Estábamos en la playa.
Te miré como queriendo reescribirme en la tinta oscura de tus ojos, me miraste como queriendo descifrar los míos. Éramos dos miradas frente a frente conjugándose en presente, no existía nada más.
Te miré a la cara y todo lo demás se volvió borroso. Hice zoom a tus comisuras, al movimiento de tus labios mientras hablabas. Cambié la apertura a 1.8 para desenfocar el fondo y te observé a distancia focal, en modo retrato. Te miré a través del visor de mis pestañas deseando que tú jamás te cansaras de hacerlo tras las tuyas. Hice un encuadre desde el norte de tu pelo dorado hasta el sur de tu barba. Contemplé el paisaje en alta definición, grabando tu sonrisa en mi memoria en 4K. Tanto que, si cierro los ojos, aún sigo viéndola.

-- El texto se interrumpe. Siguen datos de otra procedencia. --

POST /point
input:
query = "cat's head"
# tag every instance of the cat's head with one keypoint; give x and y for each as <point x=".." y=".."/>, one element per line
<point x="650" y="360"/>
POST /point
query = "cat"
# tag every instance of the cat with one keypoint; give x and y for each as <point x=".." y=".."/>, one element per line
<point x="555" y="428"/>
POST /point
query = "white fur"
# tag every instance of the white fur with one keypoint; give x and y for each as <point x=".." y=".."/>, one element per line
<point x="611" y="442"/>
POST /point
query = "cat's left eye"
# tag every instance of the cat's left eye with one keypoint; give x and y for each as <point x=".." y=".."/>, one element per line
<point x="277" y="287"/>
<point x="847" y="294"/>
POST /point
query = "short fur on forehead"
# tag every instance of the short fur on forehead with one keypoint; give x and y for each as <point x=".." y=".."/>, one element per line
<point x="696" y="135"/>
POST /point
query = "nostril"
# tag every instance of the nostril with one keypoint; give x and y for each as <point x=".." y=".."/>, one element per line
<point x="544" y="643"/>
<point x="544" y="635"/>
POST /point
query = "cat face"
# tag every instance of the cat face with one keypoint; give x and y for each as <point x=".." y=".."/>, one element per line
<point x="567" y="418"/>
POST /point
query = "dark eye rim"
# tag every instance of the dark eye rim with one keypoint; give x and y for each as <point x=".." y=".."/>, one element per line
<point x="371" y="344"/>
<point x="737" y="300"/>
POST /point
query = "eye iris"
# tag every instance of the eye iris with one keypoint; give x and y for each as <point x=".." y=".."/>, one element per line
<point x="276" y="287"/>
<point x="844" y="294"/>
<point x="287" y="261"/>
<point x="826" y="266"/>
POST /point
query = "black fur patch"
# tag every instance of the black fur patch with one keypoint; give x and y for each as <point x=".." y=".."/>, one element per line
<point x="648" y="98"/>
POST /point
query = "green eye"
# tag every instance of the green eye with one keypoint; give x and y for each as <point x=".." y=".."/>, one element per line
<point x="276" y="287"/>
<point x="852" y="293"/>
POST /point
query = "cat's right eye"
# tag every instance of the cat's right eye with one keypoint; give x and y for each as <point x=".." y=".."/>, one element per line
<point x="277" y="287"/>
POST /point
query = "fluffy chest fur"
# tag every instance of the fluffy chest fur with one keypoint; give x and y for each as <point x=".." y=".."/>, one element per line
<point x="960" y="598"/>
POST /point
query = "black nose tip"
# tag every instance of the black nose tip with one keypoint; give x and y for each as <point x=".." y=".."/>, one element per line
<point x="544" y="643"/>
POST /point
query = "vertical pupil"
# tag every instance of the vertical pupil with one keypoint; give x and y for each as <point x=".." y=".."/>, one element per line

Luego me concentré en el sonido de las olas al romper, en la manera en la que el sonido de tu risa producía eco en las habitaciones de mi corazón recién ventilado, en nuestras voces.
Lo siguiente que recuerdo fue sentir la cerveza bajando fría por la garganta, el calor subiéndome a las mejillas, nuestros dedos inquietos sobre la mesa.
Me besaste.
Me besaste y todo eso explotó al mismo tiempo. Fue algo parecido a la ingravidez.
Tremendo viaje. Cuánta paz…
Creo que, quien ahora te bese, se ahorrará una pasta en técnicas de meditación y mindfulness.